Fans of Rosenstrach’s cookbook Dinner: A Love Story will love her latest offering. Her family decided to limit their meat consumption to the weekends and turn to plant-based meals during the week—reducing meat intake is an easy way to combat climate change. This cookbook contains 100 recipes, as well as what Jenny and her family learned along the way.
- by Chungah Rhee
If you’re familiar with Chungah Rhee’s blog of the same name, you know this is aptly titled. After discovering her site years ago, it quickly became one of my go-to destinations for dinner recipes because her recipes are always tasty, and they always work. This cookbook includes the recipes she’s most well-known for, as well as new ones created for this print edition. This is my go-to whenever I’m looking for something quick, easy, and full of flavor. Favorites include one-pot garlic parmesan pasta, bang-bang chicken, and slow-cooker french dip sandwiches. (Bonus: my 14yo has been making family dinners from this cookbook a lot lately.)
- by Sam Sifton
I was thrilled when Sam Sifton released this collection of the best recipes from the NYT Cooking website and app, which he founded. This cookbook is all about the principles behind cooking. There’s an ingredient list but no measurements. The instructions are easy to understand, leaving you free to adapt and adjust the components of each recipe to your taste.
- by Deb Perelman
My introduction to Deb Perelman of the fantabulous food blog smittenkitchen.com wasn't via the usual route: I found out she was speaking at my local library, a friend told me I should go, I took her advice and found Deb and warm and funny and smart, and only then did I look up her website and her first cookbook, the excellent The Smitten Kitchen Cookbook. I love them both, and was so excited when I found out about Smitten Kitchen Every Day. This follow-up contains more than a hundred real recipes for real people, gorgeously illustrated.
- by Samin Nosrat
If you enjoy sitting down with hefty cookbooks and reading them like novels, it’s especially easy to do here. The first half of the book consists entirely of enjoyable stories and explanations about the cooking process, as Samin examines how each of the key elements—salt, fat, acid, and heat—affect a dish. I especially enjoyed the way she drew from her experience at Chez Panisse, sharing stories of kitchen disasters that happened because one of these elements had gone horribly awry. Once you understand the essentials, Samin leads you into the recipes held in the book's second half. This book made me want to get cooking, and the gorgeous illustrations and flavor wheels make it particularly fun.
- by Ina Garten
My Barefoot Contessa cookbooks are well-loved and notably worse for wear. From the publisher: "Ina Garten shares 85 new recipes that will feed your deepest cravings. Many of these dishes are inspired by childhood favorites—but with the volume turned way up, such as Cheddar and Chutney Grilled Cheese sandwiches (the perfect match for Ina’s Creamy Tomato Bisque), Smashed Hamburgers with Caramelized Onions, and the crispiest hash browns that are actually made in a waffle iron! Old-fashioned crowd pleasers like Roasted Sausages, Peppers, and Onions are even more delicious and streamlined for quick cleanup. From cocktails to dessert, from special weekend breakfasts to quick weeknight dinners, you’ll find yourself making these cozy and delicious recipes over and over again."

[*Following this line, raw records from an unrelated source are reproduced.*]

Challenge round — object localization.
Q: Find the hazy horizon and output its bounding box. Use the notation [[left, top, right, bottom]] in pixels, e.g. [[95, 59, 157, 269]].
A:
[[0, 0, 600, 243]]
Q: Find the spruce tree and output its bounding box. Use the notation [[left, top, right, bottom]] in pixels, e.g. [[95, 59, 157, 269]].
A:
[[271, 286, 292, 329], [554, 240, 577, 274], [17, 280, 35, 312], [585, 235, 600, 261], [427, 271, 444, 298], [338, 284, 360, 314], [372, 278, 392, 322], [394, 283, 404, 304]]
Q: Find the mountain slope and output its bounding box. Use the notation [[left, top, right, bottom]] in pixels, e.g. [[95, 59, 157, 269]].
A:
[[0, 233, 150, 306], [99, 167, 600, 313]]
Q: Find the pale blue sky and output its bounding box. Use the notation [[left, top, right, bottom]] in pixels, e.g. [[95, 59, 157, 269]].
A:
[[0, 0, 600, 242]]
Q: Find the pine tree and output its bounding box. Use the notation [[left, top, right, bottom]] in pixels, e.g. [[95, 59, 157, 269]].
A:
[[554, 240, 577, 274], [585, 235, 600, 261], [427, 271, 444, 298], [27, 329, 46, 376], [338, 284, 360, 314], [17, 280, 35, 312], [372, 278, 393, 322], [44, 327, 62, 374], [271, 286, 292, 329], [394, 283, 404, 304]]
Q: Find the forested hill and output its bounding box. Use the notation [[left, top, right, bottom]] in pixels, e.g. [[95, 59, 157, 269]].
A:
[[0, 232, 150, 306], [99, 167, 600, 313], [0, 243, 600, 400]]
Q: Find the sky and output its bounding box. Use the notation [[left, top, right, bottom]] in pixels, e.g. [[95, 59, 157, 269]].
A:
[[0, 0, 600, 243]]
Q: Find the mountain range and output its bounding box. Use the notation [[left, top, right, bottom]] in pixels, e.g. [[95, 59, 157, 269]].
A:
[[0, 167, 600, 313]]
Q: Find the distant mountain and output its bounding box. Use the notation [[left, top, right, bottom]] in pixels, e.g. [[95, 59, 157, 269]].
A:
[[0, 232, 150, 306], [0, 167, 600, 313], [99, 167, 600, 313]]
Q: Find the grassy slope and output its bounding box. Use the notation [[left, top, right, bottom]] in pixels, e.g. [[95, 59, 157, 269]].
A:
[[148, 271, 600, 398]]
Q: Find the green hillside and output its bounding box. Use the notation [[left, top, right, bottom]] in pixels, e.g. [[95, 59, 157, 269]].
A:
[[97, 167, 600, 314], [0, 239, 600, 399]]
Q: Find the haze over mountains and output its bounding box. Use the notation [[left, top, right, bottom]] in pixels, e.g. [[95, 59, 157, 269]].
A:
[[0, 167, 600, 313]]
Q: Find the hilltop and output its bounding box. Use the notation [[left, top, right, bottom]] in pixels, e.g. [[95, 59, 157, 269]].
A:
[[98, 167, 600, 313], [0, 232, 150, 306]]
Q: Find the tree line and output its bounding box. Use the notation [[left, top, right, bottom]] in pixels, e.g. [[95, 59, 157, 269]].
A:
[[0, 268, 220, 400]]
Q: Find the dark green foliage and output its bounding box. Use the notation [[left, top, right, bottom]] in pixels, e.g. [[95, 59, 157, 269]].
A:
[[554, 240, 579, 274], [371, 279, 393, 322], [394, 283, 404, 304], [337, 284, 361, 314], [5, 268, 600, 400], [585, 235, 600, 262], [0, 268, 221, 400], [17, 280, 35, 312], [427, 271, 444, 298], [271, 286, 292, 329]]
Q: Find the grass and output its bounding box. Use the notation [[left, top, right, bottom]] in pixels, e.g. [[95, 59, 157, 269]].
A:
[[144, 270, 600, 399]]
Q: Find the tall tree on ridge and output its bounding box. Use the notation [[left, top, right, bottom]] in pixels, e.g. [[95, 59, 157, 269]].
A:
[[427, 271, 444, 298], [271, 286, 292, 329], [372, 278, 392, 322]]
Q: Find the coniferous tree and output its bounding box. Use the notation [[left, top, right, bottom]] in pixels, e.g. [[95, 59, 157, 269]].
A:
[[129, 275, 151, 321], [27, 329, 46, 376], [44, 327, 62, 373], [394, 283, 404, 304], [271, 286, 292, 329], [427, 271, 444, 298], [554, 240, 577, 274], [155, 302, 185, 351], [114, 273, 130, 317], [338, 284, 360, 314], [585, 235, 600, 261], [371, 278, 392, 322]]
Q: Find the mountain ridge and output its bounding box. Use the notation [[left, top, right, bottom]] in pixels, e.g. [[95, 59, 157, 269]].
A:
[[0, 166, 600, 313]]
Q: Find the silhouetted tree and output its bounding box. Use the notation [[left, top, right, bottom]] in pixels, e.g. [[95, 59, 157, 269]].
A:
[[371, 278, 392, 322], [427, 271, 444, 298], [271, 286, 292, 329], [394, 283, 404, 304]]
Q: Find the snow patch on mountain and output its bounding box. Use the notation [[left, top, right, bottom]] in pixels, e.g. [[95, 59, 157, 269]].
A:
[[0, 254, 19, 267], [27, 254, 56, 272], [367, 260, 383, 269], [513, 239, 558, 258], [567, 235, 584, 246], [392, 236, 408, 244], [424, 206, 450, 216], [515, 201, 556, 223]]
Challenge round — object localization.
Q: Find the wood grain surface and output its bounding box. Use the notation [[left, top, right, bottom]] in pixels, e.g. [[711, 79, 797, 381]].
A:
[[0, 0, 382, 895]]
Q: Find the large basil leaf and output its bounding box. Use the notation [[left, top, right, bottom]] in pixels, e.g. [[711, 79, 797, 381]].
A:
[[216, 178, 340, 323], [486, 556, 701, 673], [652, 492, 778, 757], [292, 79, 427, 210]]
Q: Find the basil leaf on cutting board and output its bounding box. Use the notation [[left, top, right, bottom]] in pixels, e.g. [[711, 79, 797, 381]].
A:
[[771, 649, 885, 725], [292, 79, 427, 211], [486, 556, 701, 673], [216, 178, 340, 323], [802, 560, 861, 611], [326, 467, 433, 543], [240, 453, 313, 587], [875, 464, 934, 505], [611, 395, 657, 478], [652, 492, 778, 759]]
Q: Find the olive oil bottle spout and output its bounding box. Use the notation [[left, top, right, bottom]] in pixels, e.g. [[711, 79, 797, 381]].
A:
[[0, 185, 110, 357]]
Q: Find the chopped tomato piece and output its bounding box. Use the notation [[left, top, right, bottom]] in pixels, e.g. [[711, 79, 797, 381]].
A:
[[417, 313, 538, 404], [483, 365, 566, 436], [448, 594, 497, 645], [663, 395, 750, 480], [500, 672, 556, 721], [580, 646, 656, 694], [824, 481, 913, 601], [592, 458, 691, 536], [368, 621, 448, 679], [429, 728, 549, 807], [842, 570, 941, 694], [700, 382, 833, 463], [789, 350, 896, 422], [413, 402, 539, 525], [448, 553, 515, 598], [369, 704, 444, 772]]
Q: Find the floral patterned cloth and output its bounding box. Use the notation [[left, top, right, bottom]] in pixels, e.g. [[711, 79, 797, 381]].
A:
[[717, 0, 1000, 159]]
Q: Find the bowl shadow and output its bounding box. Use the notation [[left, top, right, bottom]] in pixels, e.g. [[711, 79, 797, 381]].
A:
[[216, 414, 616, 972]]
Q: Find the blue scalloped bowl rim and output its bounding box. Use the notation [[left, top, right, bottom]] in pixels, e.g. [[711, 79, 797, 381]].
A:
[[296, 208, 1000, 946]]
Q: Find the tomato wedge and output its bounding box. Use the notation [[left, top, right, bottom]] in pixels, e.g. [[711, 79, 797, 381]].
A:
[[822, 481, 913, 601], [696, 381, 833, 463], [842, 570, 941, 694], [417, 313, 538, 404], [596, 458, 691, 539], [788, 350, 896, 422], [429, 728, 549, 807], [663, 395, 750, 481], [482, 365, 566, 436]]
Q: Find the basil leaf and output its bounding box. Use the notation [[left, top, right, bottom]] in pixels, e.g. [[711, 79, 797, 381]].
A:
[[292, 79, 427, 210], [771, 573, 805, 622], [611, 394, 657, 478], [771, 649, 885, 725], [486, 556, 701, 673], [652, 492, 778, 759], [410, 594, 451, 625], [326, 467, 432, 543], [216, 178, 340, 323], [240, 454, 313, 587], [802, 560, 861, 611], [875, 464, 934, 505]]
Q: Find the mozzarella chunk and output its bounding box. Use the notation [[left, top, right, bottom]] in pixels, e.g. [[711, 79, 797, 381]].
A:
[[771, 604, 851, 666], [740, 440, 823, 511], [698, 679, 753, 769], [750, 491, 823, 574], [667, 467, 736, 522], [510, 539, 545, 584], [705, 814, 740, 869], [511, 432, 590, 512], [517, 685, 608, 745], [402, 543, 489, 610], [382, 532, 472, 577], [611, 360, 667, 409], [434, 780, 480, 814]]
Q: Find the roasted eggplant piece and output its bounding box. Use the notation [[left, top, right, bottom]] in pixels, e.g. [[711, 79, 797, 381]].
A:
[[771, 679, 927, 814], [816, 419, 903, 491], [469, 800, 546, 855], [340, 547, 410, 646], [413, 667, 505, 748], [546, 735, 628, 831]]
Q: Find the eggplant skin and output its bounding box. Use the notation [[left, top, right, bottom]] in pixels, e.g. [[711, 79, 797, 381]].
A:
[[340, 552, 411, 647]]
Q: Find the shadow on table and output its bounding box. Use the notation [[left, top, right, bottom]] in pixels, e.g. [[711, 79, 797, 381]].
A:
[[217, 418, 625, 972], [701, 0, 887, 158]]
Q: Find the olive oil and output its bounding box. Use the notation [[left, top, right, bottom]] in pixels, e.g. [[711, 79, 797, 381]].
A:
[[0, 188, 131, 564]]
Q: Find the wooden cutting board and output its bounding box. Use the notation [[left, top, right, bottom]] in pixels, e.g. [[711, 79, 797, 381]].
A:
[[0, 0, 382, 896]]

When we discussed cookbooks worth of completely cooking your way through, Indian-ish ranked multiple mentions. Inspired by her mother's creative recipes that combined the traditional Indian recipes of her childhood with American favorites (like spaghetti), Priya Krishna shares fun, everyday recipes that can only be described as "Indian-ish." I'm interested in picking this one up for the stories. I love reading my cookbooks like novels, and Krishna shares funny and endearing family memories in between recipes. This one sounds fun to read and to cook from, making it a great candidate for a cookbook completion project.
Like many cooking enthusiasts, we watched the Netflix series A Chef’s Life, “a show about people, place, tradition and family told through the lens of food.” I’ve since checked out some of Howard’s cookbooks from the library. Her newest, filled with simple recipes sounds like a fun project. She’s insistent that she will CHANGE THE WAY YOU COOK, and that makes me want to pick it up. Of course, the emphasis on "simple" is appealing when you're ready to tackle every single recipe. Bonus: more than half the dishes are vegetarian, gluten-free, or both.